Malignant Transformation of Giant Cell Tumor of Bone and the Association with Denosumab Treatment: A Radiology and Pathology Perspective

Figure 3

Case 3, same case as in Figure 2; local recurrence occurred 1 year after curettage, followed by denosumab treatment. After en bloc resection, the diagnosis of malignant GCTB was made. (a) Coronal CT image performed for follow-up approximately 1 year after surgery showed osteolysis along the medial bone-cement interface (arrows) in keeping with local recurrence. Denosumab treatment was started after this scan. (b) Coronal CT image after 10 months of denosumab therapy showed increased density in the osteolytic area of recurrence due to formation of fibro-osseous tissue (vertical arrow at the medial femoral condyle), the tumor expanded further into the soft tissues with an irregular margin (horizontal arrows). In addition, proximal to the area of local recurrence there was a newly formed component of osteoid matrix (dotted arrows), suspicious for progression to osteosarcoma. (c) Photograph of tumor macroscopy (sagittal section) after en bloc resection shows the cementum from the previous surgery, surrounded by tumor tissue extending into the soft tissue. (d) Sagittal CT reformatted after the macroscopy section (Figure 3(c)) shows endomedullary cement and holes due to previous screw tracts, surrounded by denosumab changes (asterisk).
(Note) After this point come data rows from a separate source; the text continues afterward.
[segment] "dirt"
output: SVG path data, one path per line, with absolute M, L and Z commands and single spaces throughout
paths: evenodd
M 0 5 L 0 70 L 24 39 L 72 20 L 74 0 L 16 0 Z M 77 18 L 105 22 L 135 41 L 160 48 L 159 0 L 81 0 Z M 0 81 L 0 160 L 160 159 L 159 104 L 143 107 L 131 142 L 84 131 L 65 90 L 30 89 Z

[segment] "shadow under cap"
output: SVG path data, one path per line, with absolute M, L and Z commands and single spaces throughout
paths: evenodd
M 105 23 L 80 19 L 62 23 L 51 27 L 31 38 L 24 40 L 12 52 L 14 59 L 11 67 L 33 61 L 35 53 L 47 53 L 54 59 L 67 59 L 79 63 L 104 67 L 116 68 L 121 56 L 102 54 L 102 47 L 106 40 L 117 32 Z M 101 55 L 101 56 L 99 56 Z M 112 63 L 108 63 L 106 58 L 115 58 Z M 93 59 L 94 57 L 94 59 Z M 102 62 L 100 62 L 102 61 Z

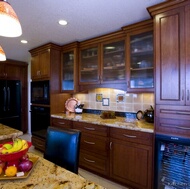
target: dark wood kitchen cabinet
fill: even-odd
[[[50,80],[55,77],[56,69],[60,71],[60,46],[48,43],[29,52],[32,80]]]
[[[153,22],[123,28],[127,35],[127,92],[154,92]]]
[[[16,60],[6,60],[0,63],[0,79],[21,81],[21,130],[28,130],[28,64]]]
[[[113,87],[126,90],[126,40],[123,31],[80,43],[79,90]]]
[[[72,128],[73,121],[67,120],[67,119],[61,119],[61,118],[51,118],[51,125],[53,127],[59,127],[59,128]]]
[[[135,189],[151,189],[153,133],[110,128],[110,177]]]
[[[1,62],[0,64],[0,79],[15,79],[19,80],[21,77],[21,68],[16,64],[8,64],[7,62]]]
[[[78,90],[78,42],[62,46],[61,53],[61,91]]]
[[[190,2],[148,8],[154,19],[156,132],[190,135]]]
[[[102,176],[109,175],[108,127],[84,122],[73,122],[81,131],[79,165]]]

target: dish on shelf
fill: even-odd
[[[69,111],[69,112],[75,112],[75,105],[78,103],[78,100],[76,98],[69,98],[66,102],[65,102],[65,108]]]
[[[6,175],[1,174],[0,175],[0,180],[15,180],[15,179],[25,179],[25,178],[27,178],[30,175],[30,173],[32,172],[32,170],[34,169],[34,167],[36,166],[36,164],[38,162],[38,157],[30,157],[29,160],[31,160],[33,162],[32,169],[30,169],[30,171],[28,171],[28,172],[25,172],[23,176],[20,176],[20,177],[17,177],[17,176],[7,177]]]

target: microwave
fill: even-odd
[[[50,104],[49,80],[31,82],[31,103]]]

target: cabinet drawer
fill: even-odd
[[[85,133],[99,136],[108,136],[108,127],[106,126],[74,121],[73,127],[74,129],[79,129]]]
[[[183,119],[190,121],[190,109],[189,106],[157,105],[156,116],[167,119]]]
[[[84,133],[81,135],[81,150],[108,156],[108,145],[109,140],[106,137],[92,136]]]
[[[146,133],[128,129],[110,128],[110,136],[112,138],[146,145],[152,145],[153,142],[153,133]]]
[[[32,136],[32,145],[35,146],[36,149],[45,151],[45,139],[38,138],[36,136]]]
[[[95,171],[99,174],[108,175],[109,161],[106,157],[93,156],[93,154],[81,151],[79,165],[82,168]]]
[[[156,132],[175,136],[190,136],[190,121],[156,118]]]
[[[51,124],[55,127],[72,128],[72,121],[60,118],[51,118]]]

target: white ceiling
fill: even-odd
[[[147,7],[165,0],[7,0],[19,17],[22,35],[0,36],[7,59],[30,61],[30,49],[53,42],[83,41],[150,18]],[[60,26],[58,20],[68,21]],[[0,27],[3,27],[0,25]],[[21,39],[28,41],[21,44]]]

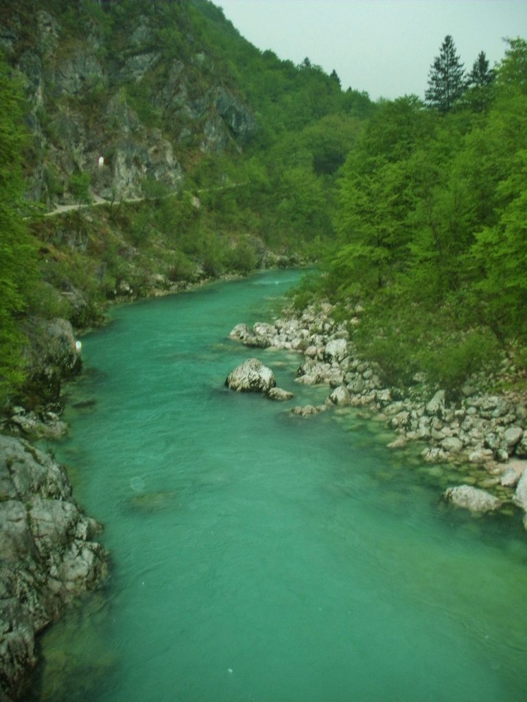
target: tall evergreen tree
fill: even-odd
[[[468,84],[477,88],[485,88],[494,79],[494,72],[488,67],[488,60],[484,51],[480,51],[469,74]]]
[[[464,64],[455,53],[453,39],[447,34],[430,68],[424,99],[444,114],[452,109],[466,88]]]

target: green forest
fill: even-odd
[[[83,22],[95,22],[112,38],[108,46],[116,55],[127,23],[141,13],[152,14],[156,46],[167,61],[188,53],[191,32],[193,51],[203,47],[208,56],[194,84],[205,76],[235,89],[258,128],[240,148],[223,153],[200,152],[191,135],[178,192],[147,179],[141,203],[125,205],[115,193],[105,213],[91,221],[79,208],[70,216],[71,226],[89,238],[98,227],[104,237],[93,234],[98,243],[84,258],[60,254],[53,265],[44,265],[55,241],[53,225],[24,201],[25,176],[39,145],[23,126],[22,89],[2,60],[2,404],[15,402],[23,384],[24,329],[32,314],[51,317],[58,310],[77,326],[96,321],[95,312],[76,317],[49,286],[65,290],[73,281],[95,307],[103,305],[123,265],[117,230],[136,250],[138,275],[141,265],[152,265],[162,243],[165,253],[156,265],[173,280],[191,279],[197,263],[210,276],[249,272],[261,264],[262,246],[289,260],[317,262],[318,272],[297,291],[296,304],[328,298],[339,304],[344,320],[360,306],[353,340],[391,384],[410,383],[424,371],[455,394],[471,373],[499,363],[504,353],[515,364],[515,382],[522,383],[527,42],[509,39],[493,68],[481,52],[465,72],[447,37],[428,77],[429,67],[422,67],[424,100],[405,95],[373,102],[367,93],[342,90],[334,71],[328,75],[307,57],[295,65],[260,51],[208,0],[185,4],[185,12],[179,4],[137,0],[49,4],[70,27],[72,41]],[[152,127],[164,125],[154,97],[166,79],[160,65],[148,80],[119,88],[122,100]],[[104,89],[94,85],[77,107],[96,114]],[[42,108],[50,133],[59,99],[50,95]],[[45,176],[53,181],[51,167]],[[79,203],[89,198],[85,173],[67,187]],[[196,197],[199,208],[193,204]],[[96,279],[91,272],[101,260],[104,277]]]

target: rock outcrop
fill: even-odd
[[[237,392],[267,393],[276,385],[275,374],[257,358],[249,358],[232,371],[226,385]]]
[[[496,486],[500,498],[490,496],[490,509],[498,508],[501,498],[512,499],[518,484],[514,503],[523,507],[522,486],[527,485],[522,482],[527,479],[520,479],[527,463],[521,460],[527,458],[525,397],[489,393],[484,378],[476,377],[463,387],[456,402],[449,399],[444,390],[429,387],[422,373],[416,375],[411,387],[405,390],[384,385],[378,366],[359,357],[353,343],[362,309],[357,306],[351,310],[347,325],[334,321],[332,310],[327,303],[310,305],[300,313],[285,313],[274,324],[257,322],[252,328],[238,324],[230,336],[249,347],[299,352],[304,359],[296,382],[333,388],[325,405],[294,407],[292,413],[310,416],[334,405],[375,413],[396,432],[388,444],[390,448],[401,449],[419,442],[424,444],[422,456],[427,463],[471,464],[477,474],[471,477],[479,485]],[[452,496],[462,501],[471,497],[470,503],[478,504],[477,500],[471,500],[472,489],[467,494],[464,488]],[[527,514],[524,523],[527,528]]]
[[[35,635],[107,572],[100,527],[72,497],[65,469],[0,435],[0,699],[22,691]]]
[[[106,199],[141,197],[145,179],[174,191],[189,150],[239,152],[256,129],[184,4],[126,16],[117,4],[86,13],[81,4],[74,27],[59,6],[36,0],[11,3],[0,16],[0,49],[25,86],[39,145],[32,199],[74,202],[70,182],[79,172]]]
[[[449,487],[445,497],[457,507],[464,507],[471,512],[492,512],[502,505],[501,500],[494,495],[472,485]]]

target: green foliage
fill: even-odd
[[[497,352],[493,337],[481,331],[469,331],[436,339],[433,348],[422,348],[415,356],[418,366],[432,385],[457,397],[472,373],[496,362]]]
[[[34,244],[23,218],[21,87],[0,57],[0,406],[25,377],[18,319],[37,275]]]
[[[341,169],[323,291],[367,307],[355,340],[388,382],[424,369],[453,394],[527,344],[527,45],[509,46],[455,110],[381,105]]]
[[[432,107],[444,114],[461,97],[466,88],[463,64],[455,53],[454,41],[447,34],[430,69],[425,99]]]
[[[75,200],[82,204],[91,201],[90,195],[90,184],[91,176],[85,171],[79,171],[74,173],[70,179],[68,189]]]

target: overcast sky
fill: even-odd
[[[424,97],[447,34],[469,69],[481,51],[491,66],[502,58],[503,37],[527,39],[527,0],[213,1],[255,46],[295,64],[307,56],[373,100]]]

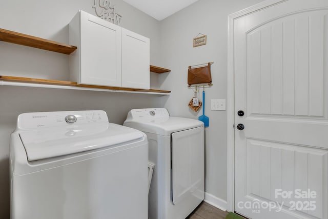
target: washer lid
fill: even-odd
[[[126,121],[124,125],[145,132],[168,136],[177,131],[203,127],[204,123],[196,120],[171,116],[168,118],[154,118],[150,121]]]
[[[19,132],[29,161],[118,146],[145,137],[138,130],[108,123]]]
Posterior soft tissue mass is noted with osteoid matrix formation suspicious for an osteosarcoma (dotted arrows). (e) Histology at the time of resection; low power view displaying highly cellular spindle cell proliferation with areas of tumor necrosis (left) and the formation of tumor osteoid (right). Scale bar of 50 μm. (f) Tumor osteoid in high-power field fitting with the histological features of an osteosarcoma. Scale bar 50 μm.